24. There is no dispute that the passenger autorickshaw in this case is one which falls within the definition of light motor vehicle. It is true that on a strict interpretation of Section 3, the further authorisation (badge) is required; but it cannot be lost sight of that the appellant was driving a light motor vehicle as defined under Section 2(21) for which he had the requisite licence. The definition of light motor vehicle clearly indicates that the specified transport vehicle is also included in the definition of light motor vehicle. In the light of the decision in Angad Kol’s case (supra) certainly the licence to drive a light motor vehicle may not be sufficient to justify driving such a transport vehicle without due authorisation/badge by the driver. But the fact remains that Section 2(21) read with 3(1) must, at any rate, suggest that the breach is not fundamental as to enable the insurance company to get over the proposition (vi) in paragraph 102 of Swaran Singh’s case (supra). We find force in that contention.

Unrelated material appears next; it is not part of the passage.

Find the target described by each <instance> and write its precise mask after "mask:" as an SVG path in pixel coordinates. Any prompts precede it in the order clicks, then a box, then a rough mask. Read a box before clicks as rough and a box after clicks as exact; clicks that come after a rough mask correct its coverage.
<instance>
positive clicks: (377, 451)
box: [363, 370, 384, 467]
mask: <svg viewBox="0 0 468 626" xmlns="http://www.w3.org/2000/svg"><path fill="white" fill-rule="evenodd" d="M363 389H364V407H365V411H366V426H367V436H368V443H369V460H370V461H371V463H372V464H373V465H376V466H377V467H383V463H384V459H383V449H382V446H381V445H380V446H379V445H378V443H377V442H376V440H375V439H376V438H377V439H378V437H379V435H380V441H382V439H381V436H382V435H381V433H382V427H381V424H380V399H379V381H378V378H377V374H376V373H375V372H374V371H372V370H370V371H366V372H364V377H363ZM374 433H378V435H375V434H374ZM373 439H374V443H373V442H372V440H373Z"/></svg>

25. The learned counsel for the 4th respondent further contends that no additional qualifications are necessary for getting a badge to drive an autorickshaw which the 4th respondent was driving at the relevant time. The learned counsel submits that there was only a mere omission to apply for authorisation/badge. If the 4th respondent had applied for licence, the same should have been given to him. The point is that no further qualification is insisted to enable the 4th respondent to get the requisite authorisation for driving a transport vehicle. We extract rule 6 below:
“6. Authorisation to drive transport vehicles.-Application for-An application for the grant of an authorisation to drive transport vehicles shall be made to the Licencing Authority in Form ‘LTA’ and shall be accompanied by the driving licence and an adult First Aid Certificate obtained from the St. John Ambulance Association (India) or a Certificate of competence of the applicant in first aid work in Form ‘FA’ issued by a Medical Officer in Government service not below the rank of an Assistant Surgeon:
Provided that no authorization to drive a Transport Vehicle shall be granted unless the applicant satisfies the Licensing Authority concerned that he has passed Standard IV as his minimum educational qualification:
Provided further that if the applicant is the holder of a driving licence authorizing him to drive only a light Motor Vehicle, no such authorization shall be granted unless he satisfies the licensing authority that he has had one year’s experience in driving light motor vehicles:
Provided also that experience for a period of one year shall not be necessary in the case of an applicant for authorization to drive an autorickshaw or a motorized cycle rickshaw.”
The 3rd proviso to Rule 6 makes it clear that experience for a period of one year is not necessary when the application is to drive a passenger autorickshaw (transport vehicle). If that be so, it is evident that the alleged omission to apply for and obtain a badge is purely technical and cannot, in anyway, be held to be a fundamental breach offending the main purpose rule as insisted by proposition (vi) in paragraph 102 of Swaran Singh’s case (supra).
26. In the light of the above discussions, we answer question (v) and (vi) in favour of the 4th respondent. We hold that Moidu’s case (supra) holds the field even now and that Angad Kol’s case (supra) cannot be held to impliedly overrule the dictum in Moidu’s case (supra). We further hold that applying the test in proposition (vi) in paragraph 102 of Swaran Singh’s case (supra), it cannot be held that there was any such fundamental breach suggesting that the accident in this case was attributable to want of requisite authorisation (badge) by the 4th respondent/driver to drive the transport vehicle.
27. The above discussions lead us to the conclusion that the challenge against the impugned award at the instance of the appellant cannot succeed. The challenge fails.
This appeal is, in these circumstances, dismissed.